Policing the Police – Domestic Violence Policies that Work

Back to all Motions

2014 Police & Justice Conference
25 June 2014
Carried as Amended

Conference recognises that domestic violence is not a new problem but worryingly the age-old crime is being allowed to become a forgotten statistic of the ConDem police cuts.

Statistics show that cases of domestic violence dramatically increase in postcode areas where there is a lack of adequate social welfare support.
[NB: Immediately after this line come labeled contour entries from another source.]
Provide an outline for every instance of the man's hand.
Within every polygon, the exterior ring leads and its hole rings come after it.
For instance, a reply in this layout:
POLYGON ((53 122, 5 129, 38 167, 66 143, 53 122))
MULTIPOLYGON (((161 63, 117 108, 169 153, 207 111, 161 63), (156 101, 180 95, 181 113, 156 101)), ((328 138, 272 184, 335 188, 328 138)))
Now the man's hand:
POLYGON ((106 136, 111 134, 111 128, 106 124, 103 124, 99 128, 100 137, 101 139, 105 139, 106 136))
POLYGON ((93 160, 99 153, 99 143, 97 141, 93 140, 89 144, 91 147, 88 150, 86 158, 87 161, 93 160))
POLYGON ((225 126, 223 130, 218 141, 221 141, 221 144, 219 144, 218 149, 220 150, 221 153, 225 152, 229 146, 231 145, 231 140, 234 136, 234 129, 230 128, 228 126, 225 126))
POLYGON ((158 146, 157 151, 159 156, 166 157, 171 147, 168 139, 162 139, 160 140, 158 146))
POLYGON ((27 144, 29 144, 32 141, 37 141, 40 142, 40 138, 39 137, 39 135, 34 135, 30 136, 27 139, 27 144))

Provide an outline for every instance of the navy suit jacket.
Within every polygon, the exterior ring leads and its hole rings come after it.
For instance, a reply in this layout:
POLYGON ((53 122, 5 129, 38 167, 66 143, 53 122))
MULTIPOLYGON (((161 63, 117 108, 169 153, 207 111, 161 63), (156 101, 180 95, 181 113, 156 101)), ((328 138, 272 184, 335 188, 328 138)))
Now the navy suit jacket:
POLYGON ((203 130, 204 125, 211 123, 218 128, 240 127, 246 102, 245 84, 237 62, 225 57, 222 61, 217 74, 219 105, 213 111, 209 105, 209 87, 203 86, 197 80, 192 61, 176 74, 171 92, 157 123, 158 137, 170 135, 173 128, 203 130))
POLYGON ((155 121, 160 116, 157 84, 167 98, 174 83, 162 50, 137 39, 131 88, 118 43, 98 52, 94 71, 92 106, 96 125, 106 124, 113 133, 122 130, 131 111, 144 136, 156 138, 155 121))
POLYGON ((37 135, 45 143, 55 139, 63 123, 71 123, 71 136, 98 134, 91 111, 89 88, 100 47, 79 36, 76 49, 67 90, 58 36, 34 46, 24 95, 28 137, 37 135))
Austerity measures have diminished household incomes and the ideologically driven attempts to destroy the welfare state by the current government policies by slicing budgets to services is having a devastating effect on the way the police react to cases of domestic violence.

Tireless work by pressure groups – including our own UNISON National Women’s Committee – to highlight domestic violence, helped referrals to the CPS rise by 23% during 2007 – 2010.

But by 2012 -2013 the number of successful prosecutions had plummeted because CPS referrals once again reduced, resulting in just one thing – that victims remain victims, trapped in a domestic hell with no hope of getting the justice which they are entitled to from the one place they thought they could get it, the justice system.

The Labour Party released Freedom of Information figures which suggest that in England and Wales since 2010 there has been a decrease of 13% in the number of cases referred by the police to the CPS. Furthermore, statistics show that in the UK one woman is killed through domestic violence every 3.2 days.

What is the point in the Government putting tens of millions of pounds into specialist local domestic violence support services if there is no hope of justice for the victims?

Conference, we are all worried about when we will become workplace victims of the constant battering by the government – but we must never forget the domestic violence victims, who through no fault of their own, have no hope, and must wonder, as the abuse continues to rain down on them, where to go for justice because this government has let them down.

Conference, once we could have said quite confidently ‘report it to the police and they’ll deal with it for you’. But ConDem cuts have bitten so deeply that this can no longer be an expectation let alone a guaranteed outcome.

So victims continue to be victims.

But we as branches need to be able to look after our members, who if statistics are right, are also suffering daily from domestic violence. Police forces especially seem resistant to implementing internal domestic abuse policies and it is imperative that police branch secretaries influence management to get a domestic abuse policy in place.

Hopefully having an internal domestic abuse policy may influence attitudes and ultimately positively affect the way these acts of violence are responded to, investigated and followed through.

Conference, domestic violence must remain at the top of the agenda and we ask that the Police and Justice Service Group works with Police and Justice branches to ensure they are given support in getting the UNISON Domestic Violence model policy in place in branches, thereby ensuring that we, unlike the ConDems, aren’t letting victims, our members, down. This crucial work will save lives.

Conference instructs the Police and Justice Service Group to:

1)ascertain the number of domestic abuse policies already negotiated and implemented within our police branches;

2)provide advice and support to branches negotiating domestic abuse policies;

3)work with the National Women’s Committee and inform all national committees to broaden awareness of the importance of these policies; and,

4)report back to conference in 2015 on progress.